1. ## Proving subgroup statements

Suppose that H and K are subgroups of a group G. Prove the following statements under additional conditions:

(a). First, give an example that HK may not be a subgroup of G.
(b). Prove that if H is a normal subgroup of G, then HK is a subgroup of G.
(c). Prove that if both H and K are normal subgroups of G, then HK is a normal subgroup of G.

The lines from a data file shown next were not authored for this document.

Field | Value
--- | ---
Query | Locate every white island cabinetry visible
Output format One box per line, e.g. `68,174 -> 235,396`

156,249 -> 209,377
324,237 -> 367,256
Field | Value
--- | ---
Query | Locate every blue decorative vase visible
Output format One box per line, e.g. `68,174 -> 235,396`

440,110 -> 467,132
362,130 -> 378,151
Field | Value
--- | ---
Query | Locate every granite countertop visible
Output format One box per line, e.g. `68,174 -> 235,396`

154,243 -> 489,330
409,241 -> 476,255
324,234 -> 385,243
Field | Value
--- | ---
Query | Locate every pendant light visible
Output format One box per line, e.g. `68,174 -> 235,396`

2. ## Re: Proving subgroup statements

Originally Posted by kellsbells92
Suppose that H and K are subgroups of a group G. Prove the following statements under additional conditions:
(a). First, give an example that HK may not be a subgroup of G.
(b). Prove that if H is a normal subgroup of G, then HK is a subgroup of G.
(c). Prove that if both H and K are normal subgroups of G, then HK is a normal subgroup of G.
We are here to help you not to do the work for you.
Therefore, we need to see what effort you have made.
I strongly encourage to do part (a) on your own. It can teach you so much.

If $\displaystyle J\subseteq G~\&~\{a,b\}\subset J$ then if you can show that $\displaystyle ab^{-1}\in J$ that is sufficient to show that $\displaystyle J$ is a subgroup.
Now once you have done (b) then (c) falls out.